British alternative comedian and clown

Chris Lynam, born in 1953 in Zimbabwe, is a British alternative comedian and clown. He has been described by Total Theatre magazine as "a stalwart of street performance, cabaret, festival and stage for over 30 years."

He has appeared on television and radio series such as TV Burp, Loose Ends and La France a un incroyable talent.

Lynam was a performer in the British comedy troupe The Greatest Show on Legs.

A former business partner of Lynam's was fellow Greatest Show on Legs performer, comedian and club owner Malcolm Hardee, who died in 2005.

One of Lyman's long time signature comedic routines is to place a firework inside his buttocks and ignite it.
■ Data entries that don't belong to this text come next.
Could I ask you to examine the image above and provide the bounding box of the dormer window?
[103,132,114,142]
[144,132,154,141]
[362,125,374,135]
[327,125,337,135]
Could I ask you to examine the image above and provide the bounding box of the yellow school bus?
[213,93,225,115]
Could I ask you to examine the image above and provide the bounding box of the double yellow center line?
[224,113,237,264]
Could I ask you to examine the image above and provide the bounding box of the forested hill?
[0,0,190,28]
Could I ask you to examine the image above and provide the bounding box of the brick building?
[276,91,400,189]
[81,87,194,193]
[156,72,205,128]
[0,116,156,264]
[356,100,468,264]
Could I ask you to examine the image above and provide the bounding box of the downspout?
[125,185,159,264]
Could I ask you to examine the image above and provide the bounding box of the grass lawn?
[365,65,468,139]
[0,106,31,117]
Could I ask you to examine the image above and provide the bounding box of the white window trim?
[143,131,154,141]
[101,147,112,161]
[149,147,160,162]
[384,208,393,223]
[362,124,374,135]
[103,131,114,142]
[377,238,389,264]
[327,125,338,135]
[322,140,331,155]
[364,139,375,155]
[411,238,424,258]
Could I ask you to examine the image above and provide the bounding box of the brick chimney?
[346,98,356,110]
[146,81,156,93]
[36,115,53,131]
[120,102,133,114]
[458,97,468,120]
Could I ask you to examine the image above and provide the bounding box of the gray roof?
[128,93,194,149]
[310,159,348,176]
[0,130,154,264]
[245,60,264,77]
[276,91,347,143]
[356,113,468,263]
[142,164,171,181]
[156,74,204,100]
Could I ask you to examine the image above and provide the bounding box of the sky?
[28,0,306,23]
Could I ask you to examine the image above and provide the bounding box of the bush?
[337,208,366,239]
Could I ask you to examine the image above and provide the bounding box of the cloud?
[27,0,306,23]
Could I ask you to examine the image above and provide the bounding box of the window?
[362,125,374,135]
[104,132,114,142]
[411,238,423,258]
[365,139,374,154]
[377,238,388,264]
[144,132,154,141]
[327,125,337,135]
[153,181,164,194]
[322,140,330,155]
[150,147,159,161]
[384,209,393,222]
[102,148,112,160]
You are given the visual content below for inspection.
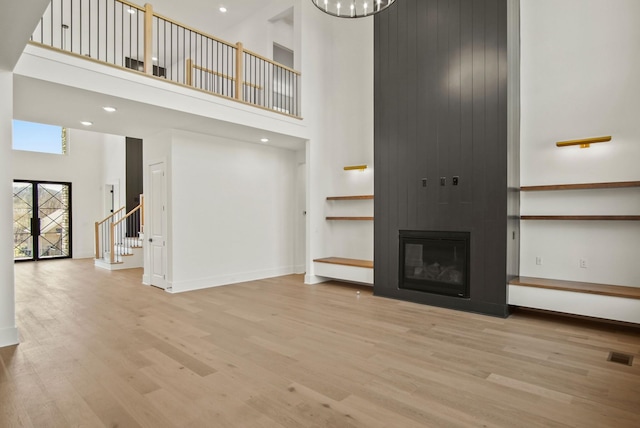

In 2015 he performed in the stage play EricTheFred, developed in collaboration with John Wright and Thomas Kubinek, with music by Kevin Sargent.

==Media==

Manchester Evening News, "For every clued up crowd Lynam plays there's an unsuspecting, comedy-virgin audience to shock even more."

British Comedy Guide, "In the very early days of circuit, many alternative comedians truly lived up to their title. Take Chris Lynam, an anarchic clown whose act finished quite literally with a bang – he would place a firework up his backside and light the fuse."

The New York Times, "A brilliantly bizarre antidote to today's truculent society."